Der herrenlose Samurai Kenshin Himura schwor sich, nie wieder jemanden zu töten. Dafür trägt der mit einer kreuzförmigen Narbe im Gesicht Gezeichnete extra ein Schwert mit verkehrter Klinge mit sich. Doch seine dunkle Vergangenheit holt ihn immer wieder aufs Neue ein, weswegen seine Waffe nicht lange in der Scheide bleibt. Nobuhiro Watsuki (Buso Renkin) erschuf den Krieger mit dem traurigen Lächeln für seinen Manga Kenshin, welcher ab 1994 fünf Jahre lang erfolgreich im Shonen Jump-Magazin erschien. Auch heute ist sein Werk nicht in Vergessenheit geraten und so kommen immer wieder neue Umsetzungen oder Ableger auf den Markt. Seit 2016 erscheint die Fortsetzung Rurouni Kenshin: Hokkaido Arc in Japan. Doch was ist dran an dem Titel, dass ihn der Strudel der Zeit nicht verschlang?

 

Wir schreiben das Jahr Meiji 11, als der Ronin (=herrenloser Samurai) Kenshin Himura in Tokio eintrifft.
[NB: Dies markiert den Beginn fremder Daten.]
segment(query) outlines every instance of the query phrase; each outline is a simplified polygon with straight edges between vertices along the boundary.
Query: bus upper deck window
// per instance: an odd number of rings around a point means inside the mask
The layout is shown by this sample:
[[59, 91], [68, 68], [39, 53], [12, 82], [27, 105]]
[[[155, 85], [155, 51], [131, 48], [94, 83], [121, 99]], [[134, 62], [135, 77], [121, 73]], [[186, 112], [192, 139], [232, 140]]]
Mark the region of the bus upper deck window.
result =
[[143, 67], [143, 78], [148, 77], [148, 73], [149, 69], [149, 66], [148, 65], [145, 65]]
Als er mit seinem Schwert bewaffnet durch die Straßen zieht, greift ihn plötzlich eine junge Frau an. Sie beschuldigt ihn, der mordende Attentäter Battosai zu sein. Das Missverständnis klärt sich zum Glück schnell auf, denn Kenshin ist nur ein wandernder Vagabund, der gerade erst in der Stadt ankam. Mit den grausamen Morden hat er nichts zu tun. Doch wie das Schicksal es so will, hilft er der Frau, die sich als Kaoru Kamiya vorstellt. Sie leitet seit dem Tod ihres Vaters ein Dojo. Da der Attentäter sich aber als einer der Schüler ausgibt, bleiben die anderen der Schwertschule fern. Schnell ist klar, dass ein alter Bekannter von Kaorus Vater der Strippenzieher hinter der Sache ist und dass er es auf das Gelände des Dojos absieht. Kenshin kann jedoch den Machenschaften ein Ende setzen und nachdem der Bösewicht samt Gehilfen verhaftet ist, kehrt endlich wieder Ruhe ein. Der Ronin möchte daraufhin weiterziehen, doch Kaoru bittet ihn zu bleiben. Zwar fand sie heraus, dass Kenshin der echte Battosai ist, ein Attentäter, der in der Bakumatsu-Zeit Leute tötete, jedoch hat sie Gefühle für ihn entwickelt. So beginnt das Zusammenleben der beiden, welches nicht lange ruhig bleibt, denn die Ereignisse aus der Vergangenheit holen den Krieger mit dem traurigen Lächeln immer wieder ein.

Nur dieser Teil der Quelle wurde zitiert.